Emphasizing this cyclicality are the infinity symbols, figure 8s, circles, and reflective symmetry, visual reminders of the “Mobius strip,” that recur throughout the comic and indeed bookend its tangled events. In the first panel, a burning flag twists in the wind such that the peace sign printed on it folds into a figure 8 or sideways infinity symbol; in the last panel, young Harley holds up his father’s domino mask, which twists slightly in the middle to hang in the shape of a figure 8.
On one of the pages depicting Harley’s talk with Atom, the top panels depict contiguous segments of a bridge across a river or stream, while the bottom panels contain the bridge’s reflection in the water below:
When Peacemaker is being interrogated after killing Harley, a panel at the bottom left of one page depicts the left side (the reader’s left) of a man’s face, and a panel at the bottom top right of the same page depicts the right side (the reader’s right) of his face:
In Pax Americana’s world, all is mirrored, such that it can become difficult to say which image is the reflection. (Which side of the Mobius strip is the inside or the outside? A trick question, of course; all sides are one, with only the illusion of difference. So it is for Harley, for Atom, for everyone else caught in this endless loop.)
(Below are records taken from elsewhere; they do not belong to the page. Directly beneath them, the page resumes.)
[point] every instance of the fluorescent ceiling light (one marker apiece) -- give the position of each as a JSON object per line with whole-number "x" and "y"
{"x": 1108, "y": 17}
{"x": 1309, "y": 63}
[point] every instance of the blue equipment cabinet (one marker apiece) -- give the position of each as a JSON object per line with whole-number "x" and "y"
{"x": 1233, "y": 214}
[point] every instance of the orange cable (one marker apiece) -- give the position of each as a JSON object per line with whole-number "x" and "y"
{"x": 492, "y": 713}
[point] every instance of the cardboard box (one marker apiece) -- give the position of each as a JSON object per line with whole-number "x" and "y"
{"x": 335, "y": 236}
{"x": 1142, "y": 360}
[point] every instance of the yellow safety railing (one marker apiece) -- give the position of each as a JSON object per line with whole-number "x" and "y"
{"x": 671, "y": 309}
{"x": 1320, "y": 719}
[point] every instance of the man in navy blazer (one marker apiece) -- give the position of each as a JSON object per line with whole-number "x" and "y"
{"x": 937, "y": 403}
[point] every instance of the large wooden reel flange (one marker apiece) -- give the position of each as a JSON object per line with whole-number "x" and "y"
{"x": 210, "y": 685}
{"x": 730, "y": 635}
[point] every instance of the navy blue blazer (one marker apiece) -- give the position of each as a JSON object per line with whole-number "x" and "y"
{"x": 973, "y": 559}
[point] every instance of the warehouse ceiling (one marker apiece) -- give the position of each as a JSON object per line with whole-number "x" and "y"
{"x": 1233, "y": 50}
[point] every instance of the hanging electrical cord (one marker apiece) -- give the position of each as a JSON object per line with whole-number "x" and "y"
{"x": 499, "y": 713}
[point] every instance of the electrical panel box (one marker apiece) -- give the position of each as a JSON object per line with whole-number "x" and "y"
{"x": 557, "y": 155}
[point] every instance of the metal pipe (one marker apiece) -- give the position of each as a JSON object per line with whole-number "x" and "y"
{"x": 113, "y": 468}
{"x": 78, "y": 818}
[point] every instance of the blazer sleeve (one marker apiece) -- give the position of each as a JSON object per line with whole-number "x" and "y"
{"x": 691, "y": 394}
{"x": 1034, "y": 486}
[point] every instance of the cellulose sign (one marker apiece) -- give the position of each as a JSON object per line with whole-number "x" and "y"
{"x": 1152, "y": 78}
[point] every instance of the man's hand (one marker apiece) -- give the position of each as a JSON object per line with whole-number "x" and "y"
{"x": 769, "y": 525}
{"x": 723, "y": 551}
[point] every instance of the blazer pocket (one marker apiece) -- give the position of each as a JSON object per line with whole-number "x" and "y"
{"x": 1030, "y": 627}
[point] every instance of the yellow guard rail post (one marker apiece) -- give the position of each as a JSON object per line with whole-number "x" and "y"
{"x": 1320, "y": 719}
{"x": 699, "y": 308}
When Vice-President Eden assumes the presidency following Harley’s death, his first official action is to disband the Pax. He justifies this to his daughter Eve, who is part of the Pax in her alter-ego capacity as the superhero Nightshade, by telling her, “Values change with age, you’ll see. Enemies become friends. Reflection is the mother of compromise”. Although “reflection” can refer to deep thought, it can also refer to an insubstantial replica that repeats the original’s external markers but lacks its essential traits. And while “compromise” indicates a mutually beneficial agreement, it can also encompass weakening and erasure. For instance, warnings like “Your security has been compromised” mean that your security essentially no longer exists. In other words, ongoing “reflection” – as with the continuous stream of quasi-“mature” superhero comics that followed Watchmen – generates absence and emptiness.
Watchmen was meant to be a sendoff for a certain kind of comic. Perhaps Pax Americana is too, albeit in a much more pessimistic sense. Where the former hoped to close the book on a genre that its author saw as problematically hackneyed, the latter implies that contemporary comics no longer have the space to entertain such grand hopes. While its astonishing formal experimentation and sheer ambition might suggest otherwise, the fact remains that such a comic functions as a response to, and reflection of, Watchmen rather than as a stand-alone work. That is, pushing against the conventions of the genre and form are only possible within the endless loop that American superhero comics have locked themselves into. Maybe this is the real tragedy driving Pax Americana: that even as it audaciously critiques the structures that hinder progress and innovation within the mainstream American comics industry, it knows itself to be trapped by those same structures – devoured by the same Mobius strip, where everything begins and ends with erasure, with annihilation.